Grafana settings lost when host ethernet interface goes down and back up
Reporters
- Mika Silvola (Infinera)
- Lluis Gifre (CTTC)
Description
Host running TFS had network issues and interface went down and back up. As results Grafana restarted and comes back on default settings without TFS related templates. To recovery from situation TFS must be restarted.

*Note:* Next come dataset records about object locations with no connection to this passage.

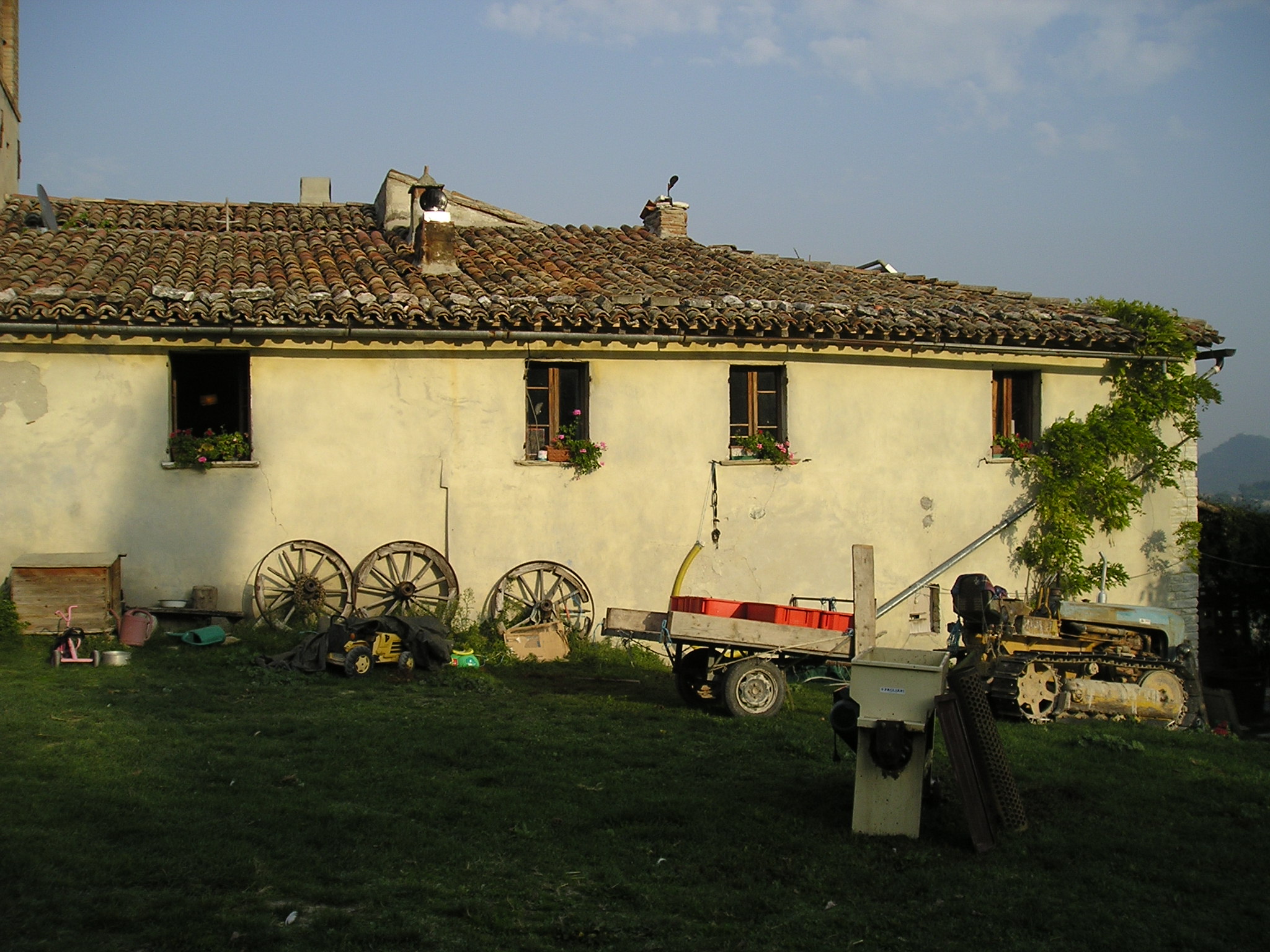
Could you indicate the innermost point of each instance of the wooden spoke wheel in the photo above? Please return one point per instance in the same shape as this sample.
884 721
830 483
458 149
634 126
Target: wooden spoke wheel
536 593
753 689
303 580
404 578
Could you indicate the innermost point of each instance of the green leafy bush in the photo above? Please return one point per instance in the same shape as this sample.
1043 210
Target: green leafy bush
189 450
763 447
1091 474
584 454
9 621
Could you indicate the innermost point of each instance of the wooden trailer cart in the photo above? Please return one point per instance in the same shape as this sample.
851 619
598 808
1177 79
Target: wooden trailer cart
729 651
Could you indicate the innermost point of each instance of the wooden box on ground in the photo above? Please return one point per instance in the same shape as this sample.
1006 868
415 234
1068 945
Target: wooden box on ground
45 583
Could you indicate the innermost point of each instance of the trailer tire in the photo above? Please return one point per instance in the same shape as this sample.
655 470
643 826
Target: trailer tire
693 677
753 689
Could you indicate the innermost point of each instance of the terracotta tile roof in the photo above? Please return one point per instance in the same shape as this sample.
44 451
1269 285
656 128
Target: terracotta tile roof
169 268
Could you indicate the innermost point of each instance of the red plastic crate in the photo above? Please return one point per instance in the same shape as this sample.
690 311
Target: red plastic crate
803 617
837 621
723 607
761 612
686 603
783 615
719 607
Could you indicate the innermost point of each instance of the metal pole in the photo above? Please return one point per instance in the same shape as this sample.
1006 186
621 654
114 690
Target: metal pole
949 563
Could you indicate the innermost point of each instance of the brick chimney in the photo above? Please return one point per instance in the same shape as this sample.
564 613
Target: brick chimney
666 218
435 235
314 191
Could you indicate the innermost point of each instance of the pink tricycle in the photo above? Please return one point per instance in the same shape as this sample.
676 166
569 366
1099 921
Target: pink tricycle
69 643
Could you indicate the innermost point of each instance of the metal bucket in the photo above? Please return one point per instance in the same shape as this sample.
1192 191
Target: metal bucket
135 627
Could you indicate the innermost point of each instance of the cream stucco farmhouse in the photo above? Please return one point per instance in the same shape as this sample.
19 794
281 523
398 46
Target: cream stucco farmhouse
397 367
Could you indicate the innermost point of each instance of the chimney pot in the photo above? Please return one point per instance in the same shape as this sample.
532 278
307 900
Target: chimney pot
314 191
666 218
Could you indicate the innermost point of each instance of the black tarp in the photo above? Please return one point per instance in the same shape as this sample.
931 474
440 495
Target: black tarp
427 639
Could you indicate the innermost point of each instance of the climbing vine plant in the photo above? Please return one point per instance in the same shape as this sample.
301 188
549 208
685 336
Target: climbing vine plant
1090 474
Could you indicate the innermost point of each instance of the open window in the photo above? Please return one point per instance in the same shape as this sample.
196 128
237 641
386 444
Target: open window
211 391
556 397
1015 407
757 403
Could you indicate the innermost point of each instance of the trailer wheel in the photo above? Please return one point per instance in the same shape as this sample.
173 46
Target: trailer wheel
360 660
753 689
693 677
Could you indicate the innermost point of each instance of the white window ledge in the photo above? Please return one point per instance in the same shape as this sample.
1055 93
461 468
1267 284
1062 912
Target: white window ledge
219 465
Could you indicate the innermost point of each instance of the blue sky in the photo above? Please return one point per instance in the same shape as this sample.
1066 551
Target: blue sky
1066 148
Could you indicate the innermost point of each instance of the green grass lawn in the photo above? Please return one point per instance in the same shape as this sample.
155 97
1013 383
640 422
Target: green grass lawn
191 801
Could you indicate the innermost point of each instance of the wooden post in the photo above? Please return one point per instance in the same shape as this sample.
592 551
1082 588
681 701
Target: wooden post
863 593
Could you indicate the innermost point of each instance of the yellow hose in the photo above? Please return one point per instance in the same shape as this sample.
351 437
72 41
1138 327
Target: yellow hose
683 569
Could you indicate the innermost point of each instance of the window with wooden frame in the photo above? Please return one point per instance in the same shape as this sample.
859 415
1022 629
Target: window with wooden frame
211 391
756 397
556 397
1015 407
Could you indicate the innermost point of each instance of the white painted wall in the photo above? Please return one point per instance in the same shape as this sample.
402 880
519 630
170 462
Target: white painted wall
361 446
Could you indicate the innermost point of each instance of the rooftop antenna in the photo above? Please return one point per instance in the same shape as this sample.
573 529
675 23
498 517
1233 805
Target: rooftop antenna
46 209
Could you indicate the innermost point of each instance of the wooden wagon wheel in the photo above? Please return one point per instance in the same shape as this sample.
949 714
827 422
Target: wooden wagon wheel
300 580
404 578
535 593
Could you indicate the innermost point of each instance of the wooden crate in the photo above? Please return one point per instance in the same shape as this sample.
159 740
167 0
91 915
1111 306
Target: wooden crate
45 583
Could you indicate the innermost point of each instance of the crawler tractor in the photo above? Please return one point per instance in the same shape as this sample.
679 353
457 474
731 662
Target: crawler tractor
1060 658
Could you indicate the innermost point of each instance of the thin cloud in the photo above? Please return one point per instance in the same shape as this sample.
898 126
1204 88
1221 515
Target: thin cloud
1001 47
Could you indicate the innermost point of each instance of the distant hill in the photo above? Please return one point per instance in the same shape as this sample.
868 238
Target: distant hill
1240 461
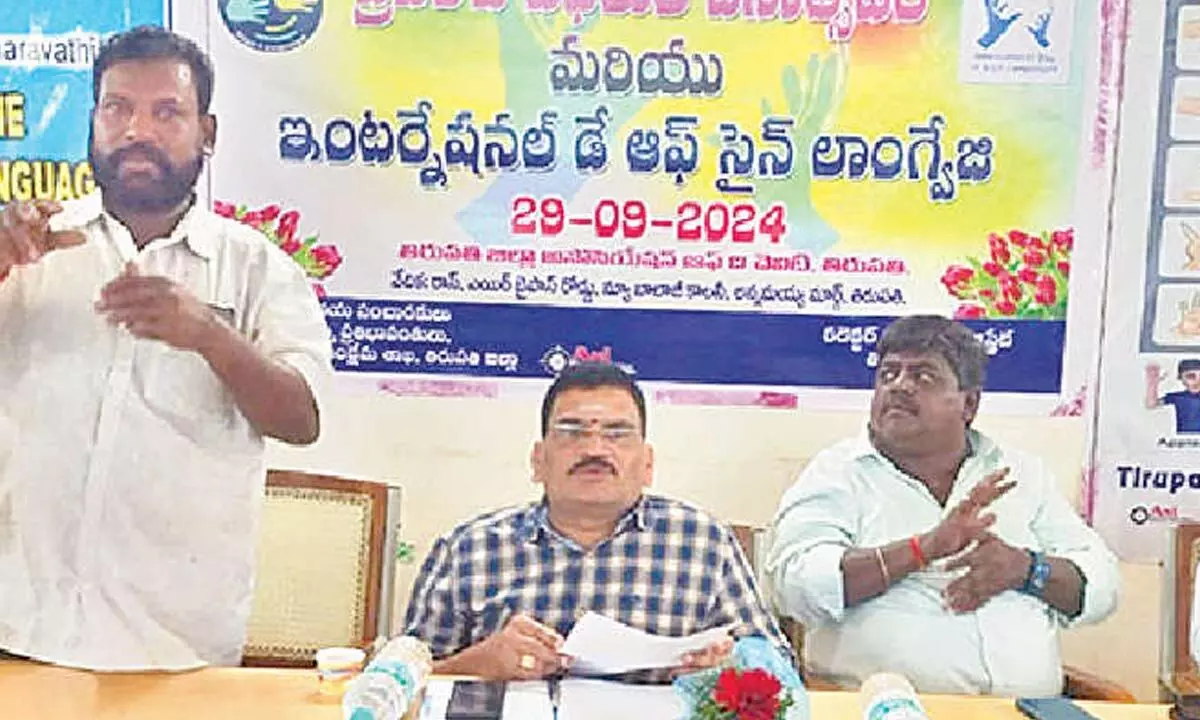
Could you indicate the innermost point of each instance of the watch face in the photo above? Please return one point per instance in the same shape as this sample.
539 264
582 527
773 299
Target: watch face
1041 574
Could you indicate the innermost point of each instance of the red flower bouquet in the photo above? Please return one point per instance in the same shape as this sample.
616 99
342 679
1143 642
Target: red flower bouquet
751 694
1023 276
280 227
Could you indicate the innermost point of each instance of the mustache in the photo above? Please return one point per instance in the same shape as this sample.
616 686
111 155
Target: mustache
142 149
592 462
901 403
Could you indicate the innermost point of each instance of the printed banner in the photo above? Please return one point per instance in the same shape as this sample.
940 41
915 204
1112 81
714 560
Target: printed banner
714 192
1147 466
46 55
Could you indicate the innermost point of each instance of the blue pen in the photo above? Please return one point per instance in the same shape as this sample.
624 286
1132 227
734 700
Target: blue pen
555 687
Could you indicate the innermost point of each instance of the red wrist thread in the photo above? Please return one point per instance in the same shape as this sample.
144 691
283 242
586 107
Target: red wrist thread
915 545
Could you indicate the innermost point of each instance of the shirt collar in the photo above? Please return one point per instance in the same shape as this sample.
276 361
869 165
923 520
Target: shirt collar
535 523
978 445
193 228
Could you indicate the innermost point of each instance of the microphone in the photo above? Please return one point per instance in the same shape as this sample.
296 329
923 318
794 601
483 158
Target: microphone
888 696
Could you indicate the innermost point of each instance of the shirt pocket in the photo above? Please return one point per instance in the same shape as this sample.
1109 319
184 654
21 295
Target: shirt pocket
181 389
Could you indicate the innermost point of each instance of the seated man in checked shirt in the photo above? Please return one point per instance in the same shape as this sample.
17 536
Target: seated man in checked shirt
925 549
498 594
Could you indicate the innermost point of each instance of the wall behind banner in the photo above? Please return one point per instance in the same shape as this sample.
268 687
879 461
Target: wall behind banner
456 456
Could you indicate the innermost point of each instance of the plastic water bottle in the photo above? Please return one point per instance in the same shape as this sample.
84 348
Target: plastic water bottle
887 696
389 684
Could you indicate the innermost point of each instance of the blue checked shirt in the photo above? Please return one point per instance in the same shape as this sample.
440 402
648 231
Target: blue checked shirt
669 569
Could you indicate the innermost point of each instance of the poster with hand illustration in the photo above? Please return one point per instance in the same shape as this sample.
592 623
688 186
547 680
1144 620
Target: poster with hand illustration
1147 438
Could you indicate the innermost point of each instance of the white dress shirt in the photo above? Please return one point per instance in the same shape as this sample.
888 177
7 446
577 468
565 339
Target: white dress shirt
850 496
130 481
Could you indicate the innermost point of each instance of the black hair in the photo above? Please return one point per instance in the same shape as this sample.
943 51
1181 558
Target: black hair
591 375
935 334
151 42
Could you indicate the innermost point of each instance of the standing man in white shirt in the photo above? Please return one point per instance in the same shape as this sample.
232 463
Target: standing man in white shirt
924 549
149 347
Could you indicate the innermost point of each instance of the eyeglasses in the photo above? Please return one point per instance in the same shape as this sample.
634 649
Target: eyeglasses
924 378
573 431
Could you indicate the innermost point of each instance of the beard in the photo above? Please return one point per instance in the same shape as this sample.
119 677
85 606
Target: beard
173 186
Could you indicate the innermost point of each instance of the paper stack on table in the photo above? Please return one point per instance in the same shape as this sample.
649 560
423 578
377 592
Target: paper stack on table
603 646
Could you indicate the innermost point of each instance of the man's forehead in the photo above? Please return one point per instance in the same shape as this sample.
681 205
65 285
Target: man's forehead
913 358
141 73
586 402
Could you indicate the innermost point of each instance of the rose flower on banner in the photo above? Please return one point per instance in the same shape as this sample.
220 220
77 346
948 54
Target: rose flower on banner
280 227
1024 276
757 684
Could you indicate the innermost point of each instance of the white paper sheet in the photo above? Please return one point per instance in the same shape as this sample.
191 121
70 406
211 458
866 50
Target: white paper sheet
603 646
581 700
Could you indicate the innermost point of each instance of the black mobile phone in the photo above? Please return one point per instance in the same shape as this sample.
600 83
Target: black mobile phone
1053 708
477 700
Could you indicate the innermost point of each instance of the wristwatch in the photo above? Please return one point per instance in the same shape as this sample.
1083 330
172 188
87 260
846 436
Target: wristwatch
1039 573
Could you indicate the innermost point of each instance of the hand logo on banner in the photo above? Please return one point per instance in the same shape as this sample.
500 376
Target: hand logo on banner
247 11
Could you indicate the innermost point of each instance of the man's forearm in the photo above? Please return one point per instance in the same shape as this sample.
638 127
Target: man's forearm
864 579
466 661
274 397
1065 587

Root cause of the problem is that deploy/tfs.sh scripts configures Granana setup via script once, but this settings is not re-played in case of Grafana restart.
Deployment environment
- Ubunut 22.04
- MicroK8s (1.2.24):
enabled:
linkerd # (community) Linkerd is a service mesh for Kubernetes and other frameworks
community # (core) The community addons repository
dns # (core) CoreDNS
ha-cluster # (core) Configure high availability on the current node
helm3 # (core) Helm 3 - Kubernetes package manager
hostpath-storage # (core) Storage class; allocates storage from host directory
ingress # (core) Ingress controller for external access
metrics-server # (core) K8s Metrics Server for API access to service metrics
prometheus # (core) Prometheus operator for monitoring and logging
registry # (core) Private image registry exposed on localhost:32000
storage # (core) Alias to hostpath-storage add-on, deprecated
- TeraFlowSDN (include release/branch-name/commit-id): commit 7335ba27 (origin/develop) Date: Thu Feb 8 10:35:40 2024 +0000
TFS deployment settings
- base/minimal settings, +ztp and +monitoring enabled
Sequence of actions that resulted in the bug
-
easy to re-produce:
-
create setup which generates statistic events and monitor via grafana
-
sudo ifconfig down
-
grafana restarts and after comes back has no TFS settings present
-
sudo ifconfig up
-
Lluis gave quick analysis:
- probably the reason is because the failure causes grafana to self-redeploy and grafana settings are not persisted in disk (it uses a deployment set not a stateful set)
Document the explicit error
- grafana lost settings
Expected behaviour
- Expected behavior would be that Grafana doesn't restart on interface down/up transition, or alternatively in case restart re-plays TFS related settings back.